July 06, 2019
On Saturday, July 6, 2019 12:17:26 PM MDT Jonathan M Davis via Digitalmars- d-learn wrote:
> On Saturday, July 6, 2019 8:12:36 AM MDT berni via Digitalmars-d-learn
>
> wrote:
> > Now it's getting weird. Meanwhile I encountered, that take() sometimes consumes and sometimes not. Where can I learn, what is the reason behind this behavior? And how can I handle this?
>
> take _always_ consumes the range that it's given. The problem is that some types of ranges are implicitly saved when they're copied, whereas others aren't, and when a range is implicitly saved when it's copied, you end up with the copy being consumed. Dynamic arrays are implicitly saved when they're copied, so the range you pass is saved, and the copy is consumed instead of the original.
>
> In generic code, you have to assume that once a range has been copied, you can't use it anymore (just the copy) precisely because the semantics of copying differ depending on the type of the range. You can only use a range after copying it if you know what type of range you're dealing with and how it behaves. So, you can rely on a dynamic array implicitly saving when it's passed to take, but in generic code, you really shouldn't be using a range again once you pass it to take, because what actually happens is dependent on the type of the range.
>
> In general what this means is that if you pass a range to a function, and you then want to use the range again afterwards, you need to call save when passing it to the function, and otherwise, you just assume that it's consumed and don't use it again. You certainly don't pass it to a function with the expectation of some elements being consumed and then continue to use the rest of the range unless the function takes its argument by ref or by pointer (which relatively few range-based functions do).
>
> If you want a function that's guaranteed to not implicitly copy a range, then it needs to accept the argument by ref or take a pointer to it. In the case where a function doesn't have to do the work lazily, ref would work, but in a case like take where you're returning a wrapper range, pointers would be required. So, a version of take that didn't ever copy the range it's given and thus never risked implicitly saving the range it was passed would have to either take a pointer to it or take it by ref and then take the address of the ref. In either case, the code using such a take would then have to ensure that the original range didn't leave scope and get destroyed before the take range was consumed, or the take range would then refer to invalid memory.

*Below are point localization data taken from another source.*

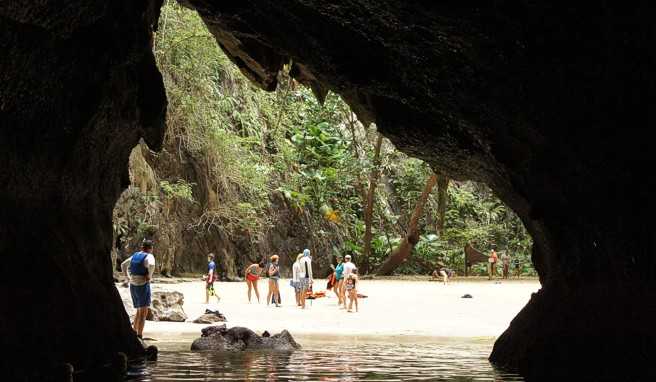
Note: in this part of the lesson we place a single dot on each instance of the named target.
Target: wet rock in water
(167, 306)
(212, 330)
(217, 338)
(210, 317)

Another thing to consider about lazy ranges that take pointers to avoid implicit saving and ensure that they consume the original is that if the original has anything popped from it before the wrapper range is fully consumed, then that will screw up the wrapper range, because the elements in the range it's wrapping will have changed. Wrapper ranges are really designed with the idea that they're operating on their own copy of the range. Even with take as it's currently implemented, you risk bugs if you pass it a range which is a reference type without calling save, because if you don't fully consume the take range before using the original range again, you end up screwing up the elements in the take range when you pop anything off of the original range.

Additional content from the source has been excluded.